The weather during the last few weeks has been extremely schizophrenic. Some people are bundled up in winter coats while others are strolling around in cargo shorts and tank tops. The furnace in my basement roared back to life in the beginning of June as the heat kicked on. I can’t remember the last time that happened in June (if ever). I hate when it’s colder inside the house than it is outside. It was so cold in my living room, my wife’s teeth were chattering while she huddled beneath two comforters (and two cats) on the living room sofa. I told her I was going outside to sit on the front porch to warm up.

I put my air-conditioners in my windows in May during our now forgotten two-day heatwave. I haven’t  turned them on since then. Something tells me my electric bill may be lower this summer if the current cooling trend continues. I won’t mind. I’ll have time to pay off my home heating bill from last year.

I never thought I’d be happy doing household chores. The other night I replaced my storm doors with screen doors in the front and back of my house. I was positively giddy at the thought that it might be warm enough to actually open up the doors this spring. I even replaced the screens without my cats accidentally escaping.

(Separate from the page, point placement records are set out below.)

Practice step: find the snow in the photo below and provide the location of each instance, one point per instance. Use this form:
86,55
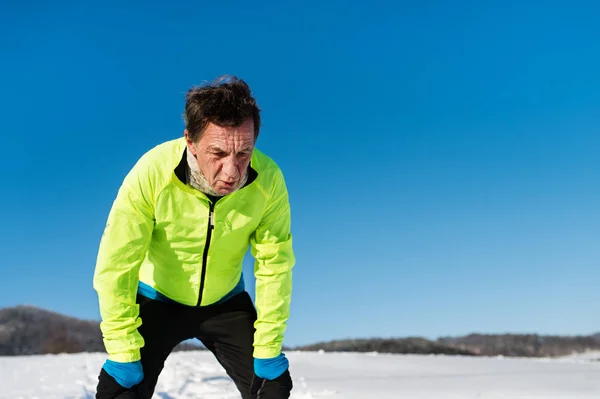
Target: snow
324,375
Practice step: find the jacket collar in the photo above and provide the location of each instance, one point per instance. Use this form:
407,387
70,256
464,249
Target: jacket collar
181,171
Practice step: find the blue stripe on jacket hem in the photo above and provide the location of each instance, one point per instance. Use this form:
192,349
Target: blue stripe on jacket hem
149,292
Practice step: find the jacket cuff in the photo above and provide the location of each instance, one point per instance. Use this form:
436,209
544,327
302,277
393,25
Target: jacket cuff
266,352
125,357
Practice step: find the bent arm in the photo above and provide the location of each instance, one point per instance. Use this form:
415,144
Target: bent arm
271,246
122,249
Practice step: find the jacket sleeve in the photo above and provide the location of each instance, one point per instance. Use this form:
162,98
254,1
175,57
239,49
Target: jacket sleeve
271,246
122,249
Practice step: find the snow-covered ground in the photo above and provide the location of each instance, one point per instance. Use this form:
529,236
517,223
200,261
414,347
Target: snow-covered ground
338,375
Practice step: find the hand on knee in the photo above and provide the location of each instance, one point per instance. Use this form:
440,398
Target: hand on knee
271,368
272,378
126,374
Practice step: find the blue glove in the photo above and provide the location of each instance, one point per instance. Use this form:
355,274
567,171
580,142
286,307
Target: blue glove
126,374
272,368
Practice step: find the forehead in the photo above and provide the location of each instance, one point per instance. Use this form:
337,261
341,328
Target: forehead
227,136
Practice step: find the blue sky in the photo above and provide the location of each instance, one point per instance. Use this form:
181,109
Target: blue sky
442,160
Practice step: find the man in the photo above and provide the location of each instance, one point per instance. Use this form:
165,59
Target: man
169,264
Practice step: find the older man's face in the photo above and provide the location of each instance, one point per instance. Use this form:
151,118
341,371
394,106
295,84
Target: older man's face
223,154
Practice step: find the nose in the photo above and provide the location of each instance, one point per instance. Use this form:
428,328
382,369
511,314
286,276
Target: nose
230,167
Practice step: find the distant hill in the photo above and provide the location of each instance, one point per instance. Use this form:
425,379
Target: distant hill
28,330
523,345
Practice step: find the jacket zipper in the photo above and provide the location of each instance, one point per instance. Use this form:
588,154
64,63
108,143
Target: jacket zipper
211,226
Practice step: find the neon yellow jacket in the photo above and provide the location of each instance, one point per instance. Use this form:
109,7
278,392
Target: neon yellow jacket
157,232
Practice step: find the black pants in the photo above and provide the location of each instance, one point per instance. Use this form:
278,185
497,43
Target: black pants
226,329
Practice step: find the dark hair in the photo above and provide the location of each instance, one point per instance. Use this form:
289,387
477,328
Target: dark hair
227,101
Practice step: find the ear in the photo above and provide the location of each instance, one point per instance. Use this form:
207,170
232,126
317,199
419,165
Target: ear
189,142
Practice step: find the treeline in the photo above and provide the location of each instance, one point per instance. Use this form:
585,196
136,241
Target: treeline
522,345
27,330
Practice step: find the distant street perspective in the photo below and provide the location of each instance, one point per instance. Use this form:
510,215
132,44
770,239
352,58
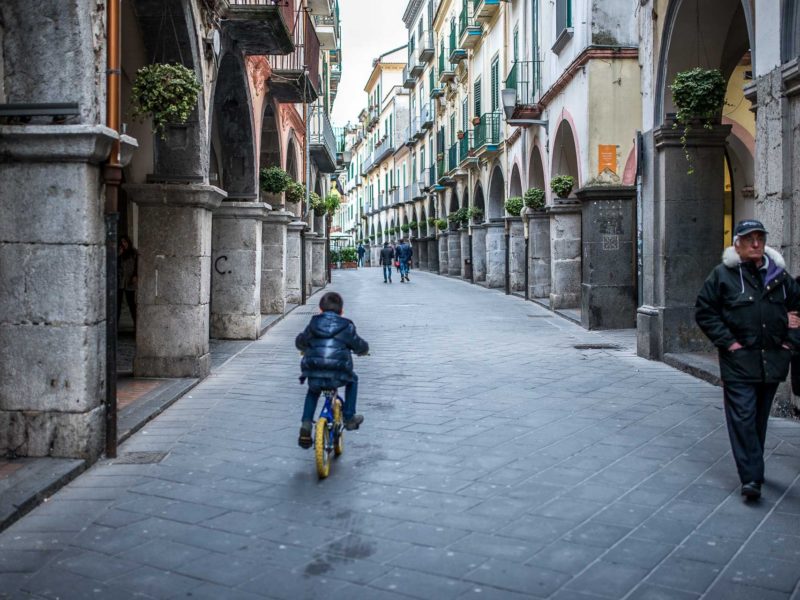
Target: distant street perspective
505,453
392,299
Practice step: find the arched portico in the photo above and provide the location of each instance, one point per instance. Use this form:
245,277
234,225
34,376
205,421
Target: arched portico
693,214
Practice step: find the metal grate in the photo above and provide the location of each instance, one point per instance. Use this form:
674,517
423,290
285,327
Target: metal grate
140,458
596,347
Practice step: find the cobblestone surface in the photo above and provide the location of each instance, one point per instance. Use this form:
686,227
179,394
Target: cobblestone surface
497,460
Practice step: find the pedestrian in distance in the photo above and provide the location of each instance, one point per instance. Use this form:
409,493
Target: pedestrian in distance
361,251
327,344
743,308
387,257
404,254
127,276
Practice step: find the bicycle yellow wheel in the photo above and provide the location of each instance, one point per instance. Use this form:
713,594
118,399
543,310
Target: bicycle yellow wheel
320,452
338,443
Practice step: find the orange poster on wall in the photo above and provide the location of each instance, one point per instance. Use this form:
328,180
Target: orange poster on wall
606,158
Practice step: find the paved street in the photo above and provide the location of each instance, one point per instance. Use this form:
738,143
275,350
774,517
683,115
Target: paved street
497,460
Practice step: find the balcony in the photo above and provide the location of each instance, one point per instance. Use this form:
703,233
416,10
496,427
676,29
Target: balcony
485,10
426,48
409,80
426,116
524,79
469,31
322,140
259,27
295,77
327,29
487,133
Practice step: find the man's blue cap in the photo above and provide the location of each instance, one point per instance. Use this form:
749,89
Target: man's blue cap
748,226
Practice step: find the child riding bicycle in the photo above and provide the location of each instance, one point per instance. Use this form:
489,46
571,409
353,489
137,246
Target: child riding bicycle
327,343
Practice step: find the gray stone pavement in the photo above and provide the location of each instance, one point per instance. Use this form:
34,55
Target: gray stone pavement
497,460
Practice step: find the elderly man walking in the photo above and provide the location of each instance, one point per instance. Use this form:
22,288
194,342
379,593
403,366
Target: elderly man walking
743,309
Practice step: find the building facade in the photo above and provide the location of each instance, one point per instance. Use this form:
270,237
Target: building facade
214,252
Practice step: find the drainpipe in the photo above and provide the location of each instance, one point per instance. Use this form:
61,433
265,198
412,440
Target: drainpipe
112,176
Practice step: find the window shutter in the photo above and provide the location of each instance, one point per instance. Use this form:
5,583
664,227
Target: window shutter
495,91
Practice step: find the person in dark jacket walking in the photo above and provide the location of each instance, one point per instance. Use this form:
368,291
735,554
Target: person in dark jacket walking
328,343
387,256
743,309
404,254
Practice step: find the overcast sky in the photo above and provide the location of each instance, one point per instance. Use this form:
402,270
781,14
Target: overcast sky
369,28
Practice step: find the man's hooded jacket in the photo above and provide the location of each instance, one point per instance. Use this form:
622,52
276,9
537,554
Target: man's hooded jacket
739,303
327,343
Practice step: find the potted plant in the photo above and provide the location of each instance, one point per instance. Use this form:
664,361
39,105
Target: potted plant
514,205
562,185
295,192
165,92
699,95
535,198
475,213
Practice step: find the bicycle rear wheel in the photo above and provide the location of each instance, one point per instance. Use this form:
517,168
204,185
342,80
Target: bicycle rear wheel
338,429
321,453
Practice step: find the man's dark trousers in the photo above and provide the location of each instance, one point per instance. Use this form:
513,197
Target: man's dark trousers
747,407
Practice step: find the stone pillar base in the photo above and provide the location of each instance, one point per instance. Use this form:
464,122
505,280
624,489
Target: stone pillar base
236,270
174,278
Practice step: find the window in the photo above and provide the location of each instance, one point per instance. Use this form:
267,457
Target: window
495,91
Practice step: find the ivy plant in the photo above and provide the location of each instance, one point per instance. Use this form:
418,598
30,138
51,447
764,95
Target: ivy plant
165,92
698,94
535,198
514,205
562,185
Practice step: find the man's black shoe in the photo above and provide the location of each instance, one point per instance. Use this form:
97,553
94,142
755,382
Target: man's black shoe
353,422
752,490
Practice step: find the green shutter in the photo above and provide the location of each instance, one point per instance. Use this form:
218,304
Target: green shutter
495,91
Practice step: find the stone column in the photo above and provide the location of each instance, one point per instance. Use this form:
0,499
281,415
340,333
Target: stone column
565,249
454,265
495,254
421,252
516,262
464,250
52,290
539,246
236,270
309,250
608,281
274,262
319,273
682,238
433,254
293,263
174,278
479,252
444,259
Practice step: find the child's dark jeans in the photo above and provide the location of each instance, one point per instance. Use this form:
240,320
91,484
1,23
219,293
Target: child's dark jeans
315,387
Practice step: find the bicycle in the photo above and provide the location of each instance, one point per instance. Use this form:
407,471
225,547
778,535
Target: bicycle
329,433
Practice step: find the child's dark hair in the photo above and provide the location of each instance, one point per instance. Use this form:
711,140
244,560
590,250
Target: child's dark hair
331,301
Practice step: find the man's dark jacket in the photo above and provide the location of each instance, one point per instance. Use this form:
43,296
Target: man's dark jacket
387,254
327,342
404,252
736,305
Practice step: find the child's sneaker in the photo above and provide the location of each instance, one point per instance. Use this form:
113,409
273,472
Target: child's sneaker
304,441
353,422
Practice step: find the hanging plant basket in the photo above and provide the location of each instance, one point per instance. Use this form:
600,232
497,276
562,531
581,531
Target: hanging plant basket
699,95
165,92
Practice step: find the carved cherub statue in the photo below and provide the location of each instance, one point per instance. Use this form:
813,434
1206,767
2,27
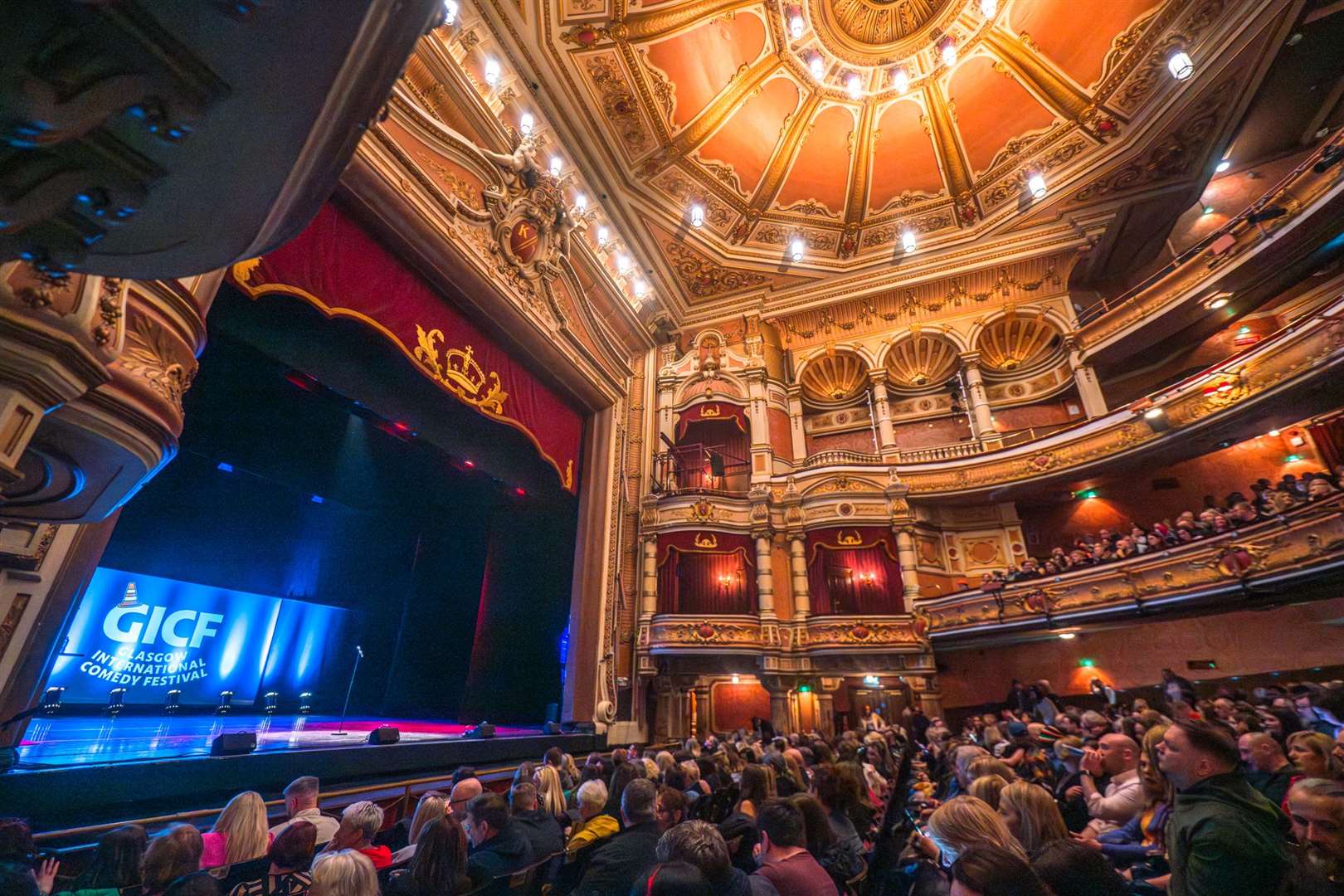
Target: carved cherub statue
523,163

The official first day of summer is Wednesday, June 21st. I won’t complain about not having a spring if we have a nice summer. And if that nice summer turns into an extended warm Fall season like it has for the past fews years, then I’m all in. The waiting is the hardest part. That’s what Tom Petty says anyway.

Summer is so short in New England. I’m going to savor every moment. That includes breakfast on my patio and long stretches of time sitting on my front porch reading books. I will spend as little time as possible in front of my television, as long as I can escape the hooks of Big Brother (the television series, not the government’s secret photographic eye-in-the-sky satellite system). I’m also contemplating a self-imposed “news blackout” this summer. We’ve all been inundated with hourly breaking news every day since last November. I don’t think I’ll miss anything important. What are the chances of that?